The US midterms are now less than five months away. Even a prompt opening of the strait is unlikely to markedly reduce gas prices before the election, which even before the war was already poised to hinge on affordability issues. The war is now opposed by some 60 percent of the public, as Americans recognize the direct hit it has landed on their pocketbooks. Trump and his Republican colleagues would like to be free of this albatross with time to recover before voters cast their ballots. Naturally, these concerns are of little relevance to Netanyahu.
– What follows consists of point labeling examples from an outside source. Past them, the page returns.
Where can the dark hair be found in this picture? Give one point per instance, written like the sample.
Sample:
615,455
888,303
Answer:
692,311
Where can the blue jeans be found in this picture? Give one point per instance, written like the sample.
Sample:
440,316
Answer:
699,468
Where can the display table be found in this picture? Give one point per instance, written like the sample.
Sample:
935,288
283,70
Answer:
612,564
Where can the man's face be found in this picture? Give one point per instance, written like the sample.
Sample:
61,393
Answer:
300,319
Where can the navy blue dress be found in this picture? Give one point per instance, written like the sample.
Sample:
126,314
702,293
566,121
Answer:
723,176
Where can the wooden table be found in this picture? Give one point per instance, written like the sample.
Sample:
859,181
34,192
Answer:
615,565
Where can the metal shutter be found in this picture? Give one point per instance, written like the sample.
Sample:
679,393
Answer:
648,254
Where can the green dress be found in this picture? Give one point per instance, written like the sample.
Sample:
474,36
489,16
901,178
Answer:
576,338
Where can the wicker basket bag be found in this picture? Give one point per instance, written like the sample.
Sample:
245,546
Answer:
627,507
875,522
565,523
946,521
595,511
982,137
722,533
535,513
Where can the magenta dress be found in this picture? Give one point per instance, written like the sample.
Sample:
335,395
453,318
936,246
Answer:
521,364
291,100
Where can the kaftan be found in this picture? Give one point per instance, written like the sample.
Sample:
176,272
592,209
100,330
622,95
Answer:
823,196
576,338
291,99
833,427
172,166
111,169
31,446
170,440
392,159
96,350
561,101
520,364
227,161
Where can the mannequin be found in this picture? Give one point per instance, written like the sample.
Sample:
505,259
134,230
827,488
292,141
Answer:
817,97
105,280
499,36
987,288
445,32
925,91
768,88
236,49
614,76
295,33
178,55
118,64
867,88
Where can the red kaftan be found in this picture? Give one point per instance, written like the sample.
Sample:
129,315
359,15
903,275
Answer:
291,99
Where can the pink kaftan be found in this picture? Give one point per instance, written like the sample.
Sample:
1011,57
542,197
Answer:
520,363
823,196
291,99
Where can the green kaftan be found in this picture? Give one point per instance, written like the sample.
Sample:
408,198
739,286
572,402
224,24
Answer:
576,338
Domestic fallout for Netanyahu
Netanyahu has long marketed himself to Israelis as the sole leader who can ensure their security and, drawing on Trump’s popularity in Israel, as Trump’s best friend and partner in reshaping the Middle East in Israel’s favor. But the prime minister heads into a difficult fall election campaign with both of those contentions in doubt, perhaps even in tension. Netanyahu’s opponents and supporters alike criticize him for accepting a reality in which Israel cannot make sovereign decisions to act in its own defense and must accept constraints imposed by a foreign leader (even a friendly one) who belittles Israel’s concerns. That makes his perilous path to political survival more challenging still. Trump has previously staunchly defended the prime minister, calling for Israeli President Isaac Herzog to issue Netanyahu a pardon to curtail his corruption trial. At one time, Netanyahu planned to invite Trump to Israel to present him with the Israel Prize and highlight their partnership. That move may no longer be possible, or even politically valuable to Netanyahu.
Trump and Netanyahu share a commitment to ensuring that Iran can never possess a nuclear weapon, but the war has revealed many misaligned intervening objectives and priorities. That misalignment does not preclude future cooperation, whether during or after the current war, on the leaders’ common pledge to prevent a nuclear-armed Iran. Negotiations over a new US-Israeli security cooperation agreement are already underway. And one could imagine Trump trying to boost Netanyahu’s electoral chances in other ways. But the divergences in their national and political interests have narrowed both the space for them to make common cause and the persuasiveness of their attempts to do so.